The Casting of Frank Stone screenshot showing a cloudy sky lit up with an ominous red light
Image credit: Supermassive Games/Behaviour Interactive Inc.
Supermassive Games' collaboration with Dead By Daylight developer Behaviour Interactive results in occasionally awkward fan service.

As a huge fan of both developer Supermassive Games' interactive horror marathons and publisher Behaviour Interactive's asymmetrical multiplayer Dead by Daylight, I thought The Casting of Frank Stone might have been a daydream I conjured during yet another sleepless night. Unfortunately, it's actually a drawn-out multiverse adventure with pacing as lethargic as I am.

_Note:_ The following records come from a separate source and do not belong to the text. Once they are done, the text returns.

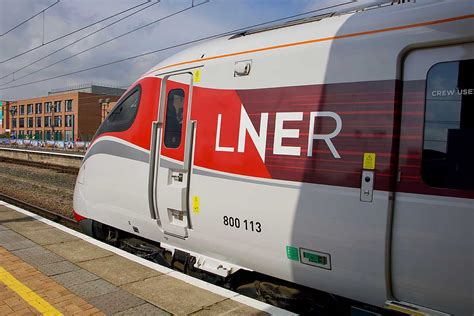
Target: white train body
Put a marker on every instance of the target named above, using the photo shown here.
(314, 153)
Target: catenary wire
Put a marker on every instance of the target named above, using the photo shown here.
(70, 33)
(107, 41)
(74, 42)
(30, 18)
(173, 46)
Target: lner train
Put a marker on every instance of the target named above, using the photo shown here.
(334, 153)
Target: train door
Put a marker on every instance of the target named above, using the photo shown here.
(433, 236)
(172, 156)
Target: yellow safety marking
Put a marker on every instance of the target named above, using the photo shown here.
(404, 310)
(369, 161)
(196, 204)
(28, 295)
(197, 75)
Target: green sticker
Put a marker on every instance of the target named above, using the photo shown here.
(292, 253)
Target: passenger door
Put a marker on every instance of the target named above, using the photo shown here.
(173, 143)
(433, 239)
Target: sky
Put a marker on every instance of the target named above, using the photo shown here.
(198, 19)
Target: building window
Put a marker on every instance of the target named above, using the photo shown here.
(449, 126)
(68, 136)
(47, 107)
(68, 120)
(123, 114)
(57, 121)
(58, 135)
(68, 105)
(174, 118)
(57, 106)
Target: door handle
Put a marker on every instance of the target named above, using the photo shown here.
(177, 177)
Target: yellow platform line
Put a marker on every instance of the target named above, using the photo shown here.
(27, 294)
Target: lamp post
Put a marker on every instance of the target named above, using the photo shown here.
(104, 103)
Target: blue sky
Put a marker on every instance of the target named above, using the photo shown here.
(214, 17)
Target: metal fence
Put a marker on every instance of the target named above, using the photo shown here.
(47, 144)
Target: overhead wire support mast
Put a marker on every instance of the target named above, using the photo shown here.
(105, 42)
(73, 32)
(30, 18)
(72, 43)
(176, 46)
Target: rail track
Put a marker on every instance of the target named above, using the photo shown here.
(58, 218)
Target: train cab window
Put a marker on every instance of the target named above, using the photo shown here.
(123, 114)
(174, 118)
(448, 144)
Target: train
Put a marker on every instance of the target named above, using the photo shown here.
(332, 153)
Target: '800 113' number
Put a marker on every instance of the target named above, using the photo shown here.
(235, 222)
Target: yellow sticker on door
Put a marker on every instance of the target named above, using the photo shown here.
(197, 75)
(369, 161)
(196, 204)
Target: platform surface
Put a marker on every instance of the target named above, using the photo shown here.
(46, 269)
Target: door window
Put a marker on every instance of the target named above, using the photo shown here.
(174, 118)
(448, 144)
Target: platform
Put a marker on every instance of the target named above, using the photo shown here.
(48, 269)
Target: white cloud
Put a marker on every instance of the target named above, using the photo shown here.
(211, 18)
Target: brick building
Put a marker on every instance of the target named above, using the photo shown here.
(66, 116)
(4, 117)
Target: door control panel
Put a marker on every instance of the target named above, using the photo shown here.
(367, 186)
(177, 176)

The game follows Supermassive tradition – as in the developer's 2015 cult hit Until Dawn and 2022's The Quarry – by focusing on a group of small-town teens and finger-wagging adults as they all discover the supernatural evil saturating their lives. Frank Stone, the game, effectively serves as an explanation for Dead by Daylight's cyclical set up, its repetitive Killer-versus-four-Survivors trials. Though it does this peripatetically, with an original cast of characters facing an original set of circumstances.

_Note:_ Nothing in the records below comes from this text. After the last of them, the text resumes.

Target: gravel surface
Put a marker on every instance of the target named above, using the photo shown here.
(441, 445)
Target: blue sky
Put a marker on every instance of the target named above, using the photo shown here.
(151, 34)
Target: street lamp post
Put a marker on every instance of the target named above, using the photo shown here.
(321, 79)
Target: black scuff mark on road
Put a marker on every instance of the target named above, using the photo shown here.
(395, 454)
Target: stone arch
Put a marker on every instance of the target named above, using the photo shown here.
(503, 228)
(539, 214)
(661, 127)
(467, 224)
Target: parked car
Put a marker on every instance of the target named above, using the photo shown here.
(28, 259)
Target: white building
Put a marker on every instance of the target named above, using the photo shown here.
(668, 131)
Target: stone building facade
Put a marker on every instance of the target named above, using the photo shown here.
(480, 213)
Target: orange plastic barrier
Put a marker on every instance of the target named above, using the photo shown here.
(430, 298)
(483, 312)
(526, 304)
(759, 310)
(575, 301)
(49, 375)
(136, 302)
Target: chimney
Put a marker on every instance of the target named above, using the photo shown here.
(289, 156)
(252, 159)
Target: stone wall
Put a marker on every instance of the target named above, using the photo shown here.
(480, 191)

Their story unfolds in two overlapping parts: in the 80s, a group of friends filmed a horror movie at an abandoned steel mill. In 2024, Frank Stone, the guy, is a serial killer whose screaming soul is trapped on cloudy slices of their Super 8 film. After dying at the mill decades prior, Frank was incorporated into the billowing, unexplained Entity, a cosmic spider-being Dead by Daylight players will recognize as that game's progenitor. So layers of interdimensional sorcery are somehow responsible for this circuitous plot. In this origami timeline, you control different iterations and family members of the original friend group – the young and older versions of stoic director Linda, the grieving daughter Madison, and so on.

Here's a trailer for The Casting of Frank Stone.Watch on YouTube

But, despite the interesting intricacies of its plot, The Casting of Frank Stone's catatonic horror is hardly explored in its interactive narrative, which spends too much time on inconsequential exposition; romantic threads unroll into nothing, character revelations never resurface, and so on. You'll have to wait for about four of the game's approximately six hour run time to pass heavy and sedated, like elephant footsteps, before any action starts.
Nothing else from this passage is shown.